515 Views Asked by At

Consider the two Bernoulli variables X and Y, where \begin{align} P(X) = \begin{cases} p_{1} & X = 1\\ 1-p_{1} & X = 0\\ \end{cases} &\qquad\;\;& P(Y) = \begin{cases} p_{2} & Y = 1\\ 1-p_{2} & Y = 0\\ \end{cases} \end{align}

with a covariance of $cov(X, Y) = k$

Now, there are two sets of data, $S_{1}$ and $S_{2}$, where

\begin{equation} S_{1} = \{x_{1}, x_{2}, \cdots,x_{n}\} \end{equation}

\begin{equation} S_{2} = \{y_{1}, y_{2}, \cdots,y_{n}\} \end{equation}

Where $S_{1}$ is sampled from $B_{1} \sim B(N, p_{1})$ and $S_{2}$ is sampled from $B_{2} \sim B(N, p_{2})$, where $B_{1}$ and $B_{2}$ are generated from N trials of X and Y. Furthermore, the sampling is done such that $(x_{i}, y_{i})$ are generated together.

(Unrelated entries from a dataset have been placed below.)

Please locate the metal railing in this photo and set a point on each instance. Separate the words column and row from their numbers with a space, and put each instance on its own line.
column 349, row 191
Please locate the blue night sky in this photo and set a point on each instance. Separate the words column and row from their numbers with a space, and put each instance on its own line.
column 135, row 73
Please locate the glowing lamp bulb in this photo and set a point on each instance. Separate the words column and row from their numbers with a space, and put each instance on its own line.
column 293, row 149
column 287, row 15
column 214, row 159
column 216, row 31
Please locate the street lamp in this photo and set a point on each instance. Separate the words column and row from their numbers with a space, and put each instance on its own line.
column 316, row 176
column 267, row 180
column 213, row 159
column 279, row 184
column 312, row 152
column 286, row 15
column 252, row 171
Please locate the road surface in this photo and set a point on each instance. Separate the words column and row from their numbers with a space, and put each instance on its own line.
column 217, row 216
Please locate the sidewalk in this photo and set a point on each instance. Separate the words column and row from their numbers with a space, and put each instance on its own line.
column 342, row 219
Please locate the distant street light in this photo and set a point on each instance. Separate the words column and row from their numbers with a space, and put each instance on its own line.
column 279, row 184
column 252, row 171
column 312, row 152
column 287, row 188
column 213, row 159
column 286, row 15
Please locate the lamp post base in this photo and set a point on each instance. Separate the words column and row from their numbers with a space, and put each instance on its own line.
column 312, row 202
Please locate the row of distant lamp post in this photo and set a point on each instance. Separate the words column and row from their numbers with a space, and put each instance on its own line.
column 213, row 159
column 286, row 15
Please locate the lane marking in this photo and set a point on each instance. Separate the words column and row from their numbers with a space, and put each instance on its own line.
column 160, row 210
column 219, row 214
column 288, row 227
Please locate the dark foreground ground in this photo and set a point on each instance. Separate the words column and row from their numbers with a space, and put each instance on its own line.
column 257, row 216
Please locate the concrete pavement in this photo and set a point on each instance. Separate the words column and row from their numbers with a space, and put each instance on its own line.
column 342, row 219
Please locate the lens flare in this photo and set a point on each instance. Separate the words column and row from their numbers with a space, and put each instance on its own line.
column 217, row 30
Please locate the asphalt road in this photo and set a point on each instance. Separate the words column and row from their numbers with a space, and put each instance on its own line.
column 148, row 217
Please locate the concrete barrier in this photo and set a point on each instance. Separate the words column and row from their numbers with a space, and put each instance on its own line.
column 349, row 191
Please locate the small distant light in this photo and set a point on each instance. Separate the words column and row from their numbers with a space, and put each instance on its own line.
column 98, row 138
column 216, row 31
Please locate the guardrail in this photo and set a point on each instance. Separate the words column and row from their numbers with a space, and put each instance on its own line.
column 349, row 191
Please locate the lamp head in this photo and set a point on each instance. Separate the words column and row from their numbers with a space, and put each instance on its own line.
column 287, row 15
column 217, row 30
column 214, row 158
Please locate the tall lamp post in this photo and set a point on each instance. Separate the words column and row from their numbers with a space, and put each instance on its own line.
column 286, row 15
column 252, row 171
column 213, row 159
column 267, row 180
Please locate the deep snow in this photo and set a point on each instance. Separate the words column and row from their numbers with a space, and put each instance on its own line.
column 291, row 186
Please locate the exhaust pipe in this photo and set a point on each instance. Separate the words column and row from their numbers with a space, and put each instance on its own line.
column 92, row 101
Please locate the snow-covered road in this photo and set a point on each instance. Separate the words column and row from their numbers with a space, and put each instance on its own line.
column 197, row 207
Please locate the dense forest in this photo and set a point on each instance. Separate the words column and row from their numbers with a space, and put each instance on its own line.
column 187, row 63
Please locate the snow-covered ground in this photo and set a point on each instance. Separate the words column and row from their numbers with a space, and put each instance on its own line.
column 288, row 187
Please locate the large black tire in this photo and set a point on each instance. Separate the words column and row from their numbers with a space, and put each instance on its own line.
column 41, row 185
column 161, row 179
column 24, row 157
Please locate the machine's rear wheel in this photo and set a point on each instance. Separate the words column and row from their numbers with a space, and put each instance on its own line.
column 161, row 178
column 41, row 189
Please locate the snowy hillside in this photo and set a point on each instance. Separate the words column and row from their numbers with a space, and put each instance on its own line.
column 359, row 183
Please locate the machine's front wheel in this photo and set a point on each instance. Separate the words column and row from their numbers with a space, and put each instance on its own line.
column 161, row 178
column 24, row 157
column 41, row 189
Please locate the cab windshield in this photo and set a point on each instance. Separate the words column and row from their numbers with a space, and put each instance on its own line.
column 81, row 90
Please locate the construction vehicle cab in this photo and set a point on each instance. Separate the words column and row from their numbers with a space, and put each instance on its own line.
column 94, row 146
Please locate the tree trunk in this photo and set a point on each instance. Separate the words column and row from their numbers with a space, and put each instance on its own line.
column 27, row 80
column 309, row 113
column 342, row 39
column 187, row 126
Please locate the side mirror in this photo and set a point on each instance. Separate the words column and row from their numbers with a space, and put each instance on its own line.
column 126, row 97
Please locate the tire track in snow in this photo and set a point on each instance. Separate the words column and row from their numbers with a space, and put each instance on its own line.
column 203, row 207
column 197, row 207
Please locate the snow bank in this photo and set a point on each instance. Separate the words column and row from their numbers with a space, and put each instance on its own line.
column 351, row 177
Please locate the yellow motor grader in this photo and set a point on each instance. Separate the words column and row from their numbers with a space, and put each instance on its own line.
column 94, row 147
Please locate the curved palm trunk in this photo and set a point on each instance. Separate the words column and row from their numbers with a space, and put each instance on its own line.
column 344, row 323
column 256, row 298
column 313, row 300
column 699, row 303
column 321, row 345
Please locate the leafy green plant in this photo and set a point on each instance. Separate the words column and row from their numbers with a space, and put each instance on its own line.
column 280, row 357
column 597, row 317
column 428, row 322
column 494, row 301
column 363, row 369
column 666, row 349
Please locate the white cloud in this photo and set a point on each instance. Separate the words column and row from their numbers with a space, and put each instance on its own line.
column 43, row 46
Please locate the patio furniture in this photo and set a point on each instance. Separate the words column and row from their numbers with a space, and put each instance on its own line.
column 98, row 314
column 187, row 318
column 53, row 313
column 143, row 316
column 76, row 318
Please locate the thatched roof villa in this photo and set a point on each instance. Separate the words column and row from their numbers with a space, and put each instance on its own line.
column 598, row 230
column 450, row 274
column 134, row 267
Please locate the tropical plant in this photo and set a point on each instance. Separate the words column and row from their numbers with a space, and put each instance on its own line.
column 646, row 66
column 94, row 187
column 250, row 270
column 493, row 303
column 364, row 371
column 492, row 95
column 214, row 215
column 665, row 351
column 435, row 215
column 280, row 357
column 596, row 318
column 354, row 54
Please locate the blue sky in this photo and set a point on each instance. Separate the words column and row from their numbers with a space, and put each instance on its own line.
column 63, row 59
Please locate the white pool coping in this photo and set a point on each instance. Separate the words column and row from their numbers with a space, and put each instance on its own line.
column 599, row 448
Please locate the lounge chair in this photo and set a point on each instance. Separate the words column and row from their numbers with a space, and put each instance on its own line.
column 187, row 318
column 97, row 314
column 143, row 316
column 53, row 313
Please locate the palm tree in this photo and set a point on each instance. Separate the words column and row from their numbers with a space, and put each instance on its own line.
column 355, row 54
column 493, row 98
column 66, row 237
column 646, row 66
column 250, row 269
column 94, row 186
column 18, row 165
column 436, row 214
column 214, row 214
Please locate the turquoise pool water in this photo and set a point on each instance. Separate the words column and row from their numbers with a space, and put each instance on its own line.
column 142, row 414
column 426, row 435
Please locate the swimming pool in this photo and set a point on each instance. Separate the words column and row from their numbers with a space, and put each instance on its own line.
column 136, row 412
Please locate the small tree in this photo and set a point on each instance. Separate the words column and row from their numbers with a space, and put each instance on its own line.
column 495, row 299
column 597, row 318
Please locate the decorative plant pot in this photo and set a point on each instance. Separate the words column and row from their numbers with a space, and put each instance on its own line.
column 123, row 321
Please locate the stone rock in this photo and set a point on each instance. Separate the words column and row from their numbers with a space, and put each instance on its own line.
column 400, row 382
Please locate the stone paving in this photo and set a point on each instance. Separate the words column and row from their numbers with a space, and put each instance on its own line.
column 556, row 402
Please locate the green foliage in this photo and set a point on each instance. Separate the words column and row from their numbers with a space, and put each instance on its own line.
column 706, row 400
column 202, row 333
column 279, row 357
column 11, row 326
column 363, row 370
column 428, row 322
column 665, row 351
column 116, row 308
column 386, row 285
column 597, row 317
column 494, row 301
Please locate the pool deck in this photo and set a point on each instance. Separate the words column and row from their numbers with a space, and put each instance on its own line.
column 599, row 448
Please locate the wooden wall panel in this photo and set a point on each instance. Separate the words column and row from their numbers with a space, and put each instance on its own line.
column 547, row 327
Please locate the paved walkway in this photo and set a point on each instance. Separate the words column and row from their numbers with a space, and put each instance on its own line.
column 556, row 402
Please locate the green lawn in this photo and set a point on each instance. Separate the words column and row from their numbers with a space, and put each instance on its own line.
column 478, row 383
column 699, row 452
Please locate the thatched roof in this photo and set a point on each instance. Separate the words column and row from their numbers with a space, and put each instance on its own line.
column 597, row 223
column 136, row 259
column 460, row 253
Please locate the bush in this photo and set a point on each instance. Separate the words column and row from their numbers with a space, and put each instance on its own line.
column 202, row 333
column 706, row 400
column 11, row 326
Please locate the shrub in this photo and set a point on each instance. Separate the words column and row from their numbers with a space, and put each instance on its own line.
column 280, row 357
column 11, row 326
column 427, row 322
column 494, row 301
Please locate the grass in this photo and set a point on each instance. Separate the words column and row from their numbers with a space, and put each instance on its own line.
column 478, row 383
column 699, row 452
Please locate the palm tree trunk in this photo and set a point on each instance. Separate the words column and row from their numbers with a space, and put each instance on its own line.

Does the value of $N$ make any difference? That is, when the sample size is large enough, will the covariance between $S_{1}$ and $S_{2}$ approach the covariance between X and Y?

2

There are 2 best solutions below

0
On BEST ANSWER

Partial answer:

A binomial $B(N,p)$ distribution being the sum of $N$ Bernoulli $\beta_k$ (assumed independent):

$$cov(B_1,B_2)=cov(\beta_1+\beta_2+...+\beta_N,\beta'_1+\beta'_2+...+\beta'_N)$$

By bilinearity of "cov" operator:

$$cov(B_1,B_2)=\sum_{i,j=1...N} cov(\beta_i,\beta'_j)=N^2 k$$

Therefore: yes, the theoretical covariance is dependent upon "size" $N$.

Related: See [this question] (https://stats.stackexchange.com/questions/417360/covariance-between-two-binomial-random-variables/417367)

0
On

When N gets larger, the sets S1 and S2 converge in distribution to B1 and B2. That would automatically imply that the empirical covariance converges to the theoretical covariance.